Stella McCartney, Gabriela Hearst, Priya Ahluwalia – wenn darum geht, das Thema Nachhaltigkeit in der Modewelt vorantreiben, sind eindeutig Frauen die Vorreiterinnen. Doch dieser Eco Gender Gap könnte zu einem ernsthaften Problem für die ökologische Transformation der Branche werden
Source & Copyright by Ahluwalia, Gabriela Hearst, Stella McCartney
Autor: Haus von Eden
Die Modeindustrie steht vor einer der größten Herausforderungen ihrer Geschichte: der Umstellung auf nachhaltige Praktiken und Produktionsmethoden. Auffällig dabei ist, dass die Mehrheit der kreativen Köpfe hinter den führenden sustainable Brands Frauen sind. Besonders prominente Designerinnen wie Stella McCartney oder Gabriela Hearst haben mit ihrem Engagement und ihrer Reichweite maßgeblich dazu beigetragen, dass Nachhaltigkeit in der Modeindustrie mehr Aufmerksamkeit bekommt.

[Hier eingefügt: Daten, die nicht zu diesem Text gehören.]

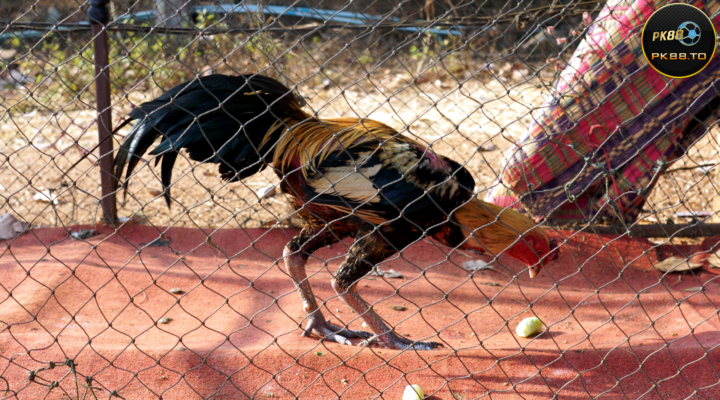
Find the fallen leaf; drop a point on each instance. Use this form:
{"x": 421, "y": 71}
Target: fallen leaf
{"x": 45, "y": 197}
{"x": 487, "y": 147}
{"x": 10, "y": 226}
{"x": 676, "y": 264}
{"x": 693, "y": 289}
{"x": 267, "y": 191}
{"x": 387, "y": 274}
{"x": 83, "y": 234}
{"x": 475, "y": 265}
{"x": 714, "y": 261}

Doch wie sind wir an diesen Punkt gelangt, dass überwiegend Frauen die Verantwortung für die grüne Transformation der Modeindustrie auf ihre Schultern nehmen? Im Folgenden wollen wir erklären, warum es kein Zufall ist, dass das sustainable Fashion-Business so stark von female Leaders geprägt ist. Schließlich geht es auch darum zu verstehen, warum dieser Eco Gender Gap langfristig ein Problem für den ökologischen Wandel in der Modewelt darstellen könnte.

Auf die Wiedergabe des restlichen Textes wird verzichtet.